Welcome to the new SoyBase site!
Announcing the new SoyBase
The SoyBase team has re-designed and reengineered the site from the ground up, in order to better accommodate and make use of the dramatic influx of new, high-quality genomic data being generated for all legume crops. Here are some of the main changes:
- All data sets are now held in the SoyBase/LIS Data Store, with standardized naming patterns and metadata. The data are organized by genus and species, and then by data type. Data quality metrics are summarized in the DSCensor tool. You are welcome to browse the Data Store and download file collections, if those serve your needs. This change helps us accommodate the high volumes of incoming data, requiring streamlined and regularized approaches to data curation. We hope the Data Store organization helps you to efficiently explore and find what you want.
- For all crops and models, we anticipate large numbers of genome assemblies and annotations; there is therefore a need to support pan-genome and pan-gene analyses. The Genome Context Viewer is a flexible and fast tool for exploring genomic regions in terms of gene content and gene-level synteny. We will be adding genus-level pan-gene collections later this year.
- To support complex queries, we are using InterMine. Mine instances are currently available for more than 20 species, in eight genus-level mines.

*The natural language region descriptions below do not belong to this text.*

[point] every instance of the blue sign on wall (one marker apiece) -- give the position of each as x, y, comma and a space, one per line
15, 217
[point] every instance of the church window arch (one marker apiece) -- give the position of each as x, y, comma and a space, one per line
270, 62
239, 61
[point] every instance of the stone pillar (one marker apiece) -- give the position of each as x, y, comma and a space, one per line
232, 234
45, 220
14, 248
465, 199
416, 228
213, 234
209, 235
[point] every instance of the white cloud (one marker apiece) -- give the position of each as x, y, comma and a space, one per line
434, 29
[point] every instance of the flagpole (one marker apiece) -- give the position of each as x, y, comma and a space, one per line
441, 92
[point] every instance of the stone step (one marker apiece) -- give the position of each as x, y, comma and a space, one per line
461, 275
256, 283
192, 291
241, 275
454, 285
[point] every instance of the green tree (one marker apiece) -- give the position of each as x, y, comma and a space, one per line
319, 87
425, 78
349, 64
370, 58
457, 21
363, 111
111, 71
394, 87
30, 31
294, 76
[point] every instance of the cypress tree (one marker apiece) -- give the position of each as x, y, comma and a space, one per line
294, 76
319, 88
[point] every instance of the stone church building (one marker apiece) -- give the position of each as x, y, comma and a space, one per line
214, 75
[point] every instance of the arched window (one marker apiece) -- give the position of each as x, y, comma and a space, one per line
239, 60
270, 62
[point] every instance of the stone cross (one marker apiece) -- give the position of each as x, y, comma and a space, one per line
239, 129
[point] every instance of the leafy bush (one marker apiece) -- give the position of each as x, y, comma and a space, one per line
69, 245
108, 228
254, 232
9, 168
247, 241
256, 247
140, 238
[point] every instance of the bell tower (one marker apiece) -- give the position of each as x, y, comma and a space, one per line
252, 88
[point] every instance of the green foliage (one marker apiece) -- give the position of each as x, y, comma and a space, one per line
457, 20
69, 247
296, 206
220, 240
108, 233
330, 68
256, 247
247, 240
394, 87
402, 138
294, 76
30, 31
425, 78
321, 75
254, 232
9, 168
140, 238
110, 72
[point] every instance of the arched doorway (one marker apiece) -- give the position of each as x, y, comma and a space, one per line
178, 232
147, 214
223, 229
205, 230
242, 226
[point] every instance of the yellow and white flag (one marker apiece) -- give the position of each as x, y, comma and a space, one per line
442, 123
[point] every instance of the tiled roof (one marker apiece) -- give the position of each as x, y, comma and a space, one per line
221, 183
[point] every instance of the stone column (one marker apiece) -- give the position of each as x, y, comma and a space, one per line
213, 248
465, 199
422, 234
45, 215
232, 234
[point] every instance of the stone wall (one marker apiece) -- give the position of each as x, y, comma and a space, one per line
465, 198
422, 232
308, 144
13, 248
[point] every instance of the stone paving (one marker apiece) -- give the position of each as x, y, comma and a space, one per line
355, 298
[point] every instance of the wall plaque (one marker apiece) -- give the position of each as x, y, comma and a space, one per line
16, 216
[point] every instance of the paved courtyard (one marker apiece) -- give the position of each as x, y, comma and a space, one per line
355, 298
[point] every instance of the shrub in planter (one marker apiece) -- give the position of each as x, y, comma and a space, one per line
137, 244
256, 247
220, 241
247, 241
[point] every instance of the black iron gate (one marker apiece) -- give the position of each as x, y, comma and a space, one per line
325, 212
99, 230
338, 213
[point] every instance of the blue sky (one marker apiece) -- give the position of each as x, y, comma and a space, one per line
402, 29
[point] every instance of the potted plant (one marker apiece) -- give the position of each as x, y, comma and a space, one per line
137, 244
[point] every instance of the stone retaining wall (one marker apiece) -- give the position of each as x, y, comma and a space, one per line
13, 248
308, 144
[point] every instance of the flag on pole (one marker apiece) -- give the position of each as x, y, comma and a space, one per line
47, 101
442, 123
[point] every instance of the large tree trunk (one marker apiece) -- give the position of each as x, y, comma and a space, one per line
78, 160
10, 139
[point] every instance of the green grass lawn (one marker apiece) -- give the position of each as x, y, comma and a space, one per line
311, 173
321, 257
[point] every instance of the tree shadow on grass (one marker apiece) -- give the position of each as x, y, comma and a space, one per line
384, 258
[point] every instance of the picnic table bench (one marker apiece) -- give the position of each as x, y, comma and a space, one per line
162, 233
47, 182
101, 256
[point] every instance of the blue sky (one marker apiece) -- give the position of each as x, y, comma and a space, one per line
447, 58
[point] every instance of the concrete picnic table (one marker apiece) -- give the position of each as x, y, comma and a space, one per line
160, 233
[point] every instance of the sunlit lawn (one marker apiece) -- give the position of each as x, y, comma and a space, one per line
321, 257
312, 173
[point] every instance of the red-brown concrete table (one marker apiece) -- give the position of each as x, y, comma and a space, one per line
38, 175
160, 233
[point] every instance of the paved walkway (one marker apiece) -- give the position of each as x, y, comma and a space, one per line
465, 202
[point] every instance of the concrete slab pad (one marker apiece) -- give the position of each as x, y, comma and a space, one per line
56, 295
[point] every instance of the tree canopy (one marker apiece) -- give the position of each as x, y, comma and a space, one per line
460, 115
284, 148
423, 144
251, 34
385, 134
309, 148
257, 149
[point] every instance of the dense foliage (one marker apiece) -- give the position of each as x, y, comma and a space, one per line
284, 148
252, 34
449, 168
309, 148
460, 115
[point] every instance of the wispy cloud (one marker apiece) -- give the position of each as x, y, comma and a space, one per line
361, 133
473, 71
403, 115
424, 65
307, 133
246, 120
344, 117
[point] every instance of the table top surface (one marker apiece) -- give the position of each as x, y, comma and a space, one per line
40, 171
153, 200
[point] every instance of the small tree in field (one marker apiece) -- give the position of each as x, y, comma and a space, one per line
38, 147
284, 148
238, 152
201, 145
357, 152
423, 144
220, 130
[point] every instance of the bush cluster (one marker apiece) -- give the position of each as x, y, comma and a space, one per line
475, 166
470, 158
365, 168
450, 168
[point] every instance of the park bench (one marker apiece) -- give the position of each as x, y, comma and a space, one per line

- Many important traits have a common molecular basis across related species. Orthologs in, say, soybean, common bean, and cowpea, may be responsible for traits such as flowering time or determinacy. To help track down these correspondences, we offer the ZZBrowse tool, which allows comparisons of GWAS or QTL studies across pairs of species, with genomic features linked via synteny.
- Explore expression data in a phylogenetic context using the Connekt comparative expression tool.
- We maintain a collection of legume-focused gene families, which are searchable and viewable in interactive phylogenies - like this, for example.
- Annotate your submitted sequences using Funnotate. This system determines functional annotations for submitted sequences, and places your sequences into the closest phylogenetic trees.
- Do BLAST searches against most of the genomes and annotation sets at LIS.
- Explore geographical distribution and trait information in legume germplasm collections held in the U.S. National Plant Germplasm Repository System, with the LIS Germplasm GIS viewer.
For genetic/genomic database geeks who have an interest in the “how and why” of this change: we have switched from Drupal to Jekyll for handling the core website. Jekyll, as a static site generator, offers light-weight and modular methods for generating the site from accessible data formats (yaml, tables, json, or markdown) and lightweight code (with the liquid templating language). By driving site content directly from validated metadata held in the LIS Data Store and kept under revision control in a dedicated github repository, we thereby increase the consistency and coherence of different components of the site while maintaining agility in the face of increasing data volume. Interactive tools (described above) are written in more performant web languages, but ultimately source their data and metadata from these same files. If you’d like to contribute (or just see how the site is put together), the code and website data are in GitHub here.
With such a large site overhaul, we expect that LIS users will have questions about features that may have moved or may be handled differently in this new version. We very much welcome your questions!